Is there a helpline you can call if you’ve been adversely affected by Tidying Up With Marie Kondo? For those of you who are a blissfully unaware, Marie Kondo is the self-appointed Japanese queen of home organisation, a manic pixie dream tidier and writer of bestselling books The Life-Changing Magic of Tidying and Spark Joy.
Since my husband got them out of the library last year, he has been organising his sock drawer with the kind of forensic gusto hitherto only seen at dress rehearsals for military parades.
Naturally, she is against everything I stand for and I want to bury her under a pile of pizza boxes. But my God, she’s persuasive.
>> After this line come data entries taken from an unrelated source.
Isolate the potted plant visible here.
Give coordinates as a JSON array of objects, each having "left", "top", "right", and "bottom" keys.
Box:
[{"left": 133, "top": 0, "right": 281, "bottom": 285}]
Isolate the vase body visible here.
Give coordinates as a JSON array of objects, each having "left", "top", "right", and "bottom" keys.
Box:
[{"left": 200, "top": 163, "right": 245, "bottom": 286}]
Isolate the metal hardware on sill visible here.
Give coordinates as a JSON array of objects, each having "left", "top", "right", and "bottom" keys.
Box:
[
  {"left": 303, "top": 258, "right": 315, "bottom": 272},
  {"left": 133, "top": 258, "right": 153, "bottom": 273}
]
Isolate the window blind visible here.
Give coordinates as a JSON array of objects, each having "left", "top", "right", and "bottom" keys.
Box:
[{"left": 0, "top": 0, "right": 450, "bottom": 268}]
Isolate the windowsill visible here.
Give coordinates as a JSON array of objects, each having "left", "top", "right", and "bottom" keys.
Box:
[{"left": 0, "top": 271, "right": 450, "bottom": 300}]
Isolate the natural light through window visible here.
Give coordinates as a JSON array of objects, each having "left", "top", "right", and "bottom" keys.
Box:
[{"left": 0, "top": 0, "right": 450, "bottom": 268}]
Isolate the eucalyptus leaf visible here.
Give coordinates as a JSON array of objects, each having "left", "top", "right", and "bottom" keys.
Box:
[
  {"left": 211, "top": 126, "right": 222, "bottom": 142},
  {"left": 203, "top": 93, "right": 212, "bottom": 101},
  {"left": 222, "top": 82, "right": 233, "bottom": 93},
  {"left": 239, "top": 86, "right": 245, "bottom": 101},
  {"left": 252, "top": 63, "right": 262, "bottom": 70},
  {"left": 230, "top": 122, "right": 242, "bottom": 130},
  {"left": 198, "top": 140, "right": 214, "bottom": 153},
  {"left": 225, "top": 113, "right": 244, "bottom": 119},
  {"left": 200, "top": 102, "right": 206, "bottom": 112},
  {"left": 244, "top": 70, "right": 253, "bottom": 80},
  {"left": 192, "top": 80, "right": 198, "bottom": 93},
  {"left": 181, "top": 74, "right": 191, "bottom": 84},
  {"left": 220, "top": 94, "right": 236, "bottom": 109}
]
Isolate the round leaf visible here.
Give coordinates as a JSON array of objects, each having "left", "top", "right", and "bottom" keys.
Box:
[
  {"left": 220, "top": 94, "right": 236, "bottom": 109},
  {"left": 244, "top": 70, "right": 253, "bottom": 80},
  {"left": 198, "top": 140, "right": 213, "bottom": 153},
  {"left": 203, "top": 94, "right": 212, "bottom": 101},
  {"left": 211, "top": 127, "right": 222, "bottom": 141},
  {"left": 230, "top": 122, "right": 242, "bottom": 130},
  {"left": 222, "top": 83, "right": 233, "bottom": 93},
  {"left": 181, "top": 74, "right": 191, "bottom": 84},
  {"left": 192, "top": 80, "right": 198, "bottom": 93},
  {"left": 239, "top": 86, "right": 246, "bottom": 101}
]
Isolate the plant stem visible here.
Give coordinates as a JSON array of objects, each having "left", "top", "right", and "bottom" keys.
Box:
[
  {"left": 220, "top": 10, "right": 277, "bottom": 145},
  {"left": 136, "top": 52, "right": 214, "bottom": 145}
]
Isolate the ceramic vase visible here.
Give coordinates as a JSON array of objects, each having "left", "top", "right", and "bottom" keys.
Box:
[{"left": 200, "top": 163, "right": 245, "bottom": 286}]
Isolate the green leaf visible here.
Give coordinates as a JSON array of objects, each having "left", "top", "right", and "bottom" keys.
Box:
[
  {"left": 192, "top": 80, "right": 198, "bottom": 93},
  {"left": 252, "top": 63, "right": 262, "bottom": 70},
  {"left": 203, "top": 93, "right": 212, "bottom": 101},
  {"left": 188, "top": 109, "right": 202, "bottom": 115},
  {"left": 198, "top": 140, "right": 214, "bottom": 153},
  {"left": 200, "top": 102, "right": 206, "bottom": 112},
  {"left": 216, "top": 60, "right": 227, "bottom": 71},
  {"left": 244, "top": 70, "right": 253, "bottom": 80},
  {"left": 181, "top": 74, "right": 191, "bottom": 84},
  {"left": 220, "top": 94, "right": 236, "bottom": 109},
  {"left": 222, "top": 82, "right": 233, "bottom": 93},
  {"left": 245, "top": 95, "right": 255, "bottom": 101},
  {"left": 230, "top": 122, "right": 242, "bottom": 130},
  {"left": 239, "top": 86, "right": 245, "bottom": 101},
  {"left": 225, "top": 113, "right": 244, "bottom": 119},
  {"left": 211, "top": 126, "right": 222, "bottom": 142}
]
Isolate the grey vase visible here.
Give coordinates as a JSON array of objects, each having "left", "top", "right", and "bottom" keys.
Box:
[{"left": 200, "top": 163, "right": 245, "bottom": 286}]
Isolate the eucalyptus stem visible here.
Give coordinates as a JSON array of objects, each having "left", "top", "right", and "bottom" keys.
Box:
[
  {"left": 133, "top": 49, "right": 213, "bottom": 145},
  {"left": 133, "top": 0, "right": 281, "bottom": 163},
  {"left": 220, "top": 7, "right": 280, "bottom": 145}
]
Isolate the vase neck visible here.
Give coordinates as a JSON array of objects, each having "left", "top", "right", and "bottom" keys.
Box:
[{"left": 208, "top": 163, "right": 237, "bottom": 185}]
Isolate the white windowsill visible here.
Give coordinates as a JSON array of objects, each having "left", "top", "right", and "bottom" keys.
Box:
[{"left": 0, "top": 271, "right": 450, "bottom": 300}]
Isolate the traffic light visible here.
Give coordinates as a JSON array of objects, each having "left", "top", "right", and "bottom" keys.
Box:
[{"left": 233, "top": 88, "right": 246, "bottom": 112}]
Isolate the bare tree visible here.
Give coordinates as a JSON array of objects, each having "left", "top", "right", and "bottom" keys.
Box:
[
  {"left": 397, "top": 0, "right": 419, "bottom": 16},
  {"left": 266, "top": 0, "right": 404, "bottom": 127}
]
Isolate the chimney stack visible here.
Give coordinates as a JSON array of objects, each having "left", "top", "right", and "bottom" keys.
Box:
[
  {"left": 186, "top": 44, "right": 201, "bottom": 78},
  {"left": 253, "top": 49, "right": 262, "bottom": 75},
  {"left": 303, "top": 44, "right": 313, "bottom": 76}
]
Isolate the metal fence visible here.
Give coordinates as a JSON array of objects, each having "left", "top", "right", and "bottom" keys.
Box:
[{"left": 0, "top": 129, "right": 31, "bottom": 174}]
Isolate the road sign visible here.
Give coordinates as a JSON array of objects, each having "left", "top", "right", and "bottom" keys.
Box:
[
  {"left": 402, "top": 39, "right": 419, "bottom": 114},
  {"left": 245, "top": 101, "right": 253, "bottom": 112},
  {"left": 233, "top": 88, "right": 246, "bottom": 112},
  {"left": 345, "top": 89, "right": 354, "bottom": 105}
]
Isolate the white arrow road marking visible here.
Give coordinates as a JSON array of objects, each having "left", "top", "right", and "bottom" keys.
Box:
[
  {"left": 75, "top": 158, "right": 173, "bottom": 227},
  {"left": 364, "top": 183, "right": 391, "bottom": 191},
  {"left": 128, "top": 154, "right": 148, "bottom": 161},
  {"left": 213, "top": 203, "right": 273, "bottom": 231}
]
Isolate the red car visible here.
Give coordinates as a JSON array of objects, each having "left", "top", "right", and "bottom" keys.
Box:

And as we all live in a burning trash heap of chaos, it was only a matter of time before Kondo got her own TV show.
In her new Netflix series, Marie brings her translator, a winning smile and her exacting methods to sort out the bloated excesses of American families. Most of them live in houses with six bedrooms, a rumpus room (me neither) and a yard the size of your average Tesco superstore. They are drowning in stuff, and let’s say for the purposes of the show that this is the reason they’re unhappy.
In walks Marie, beaming and skipping around like she’s in a meadow full of unicorns and lollipops. Children melt when they see her, and bristling macho guys dutifully start tidying the garage. Cue emotional journeys and lots of bin bags.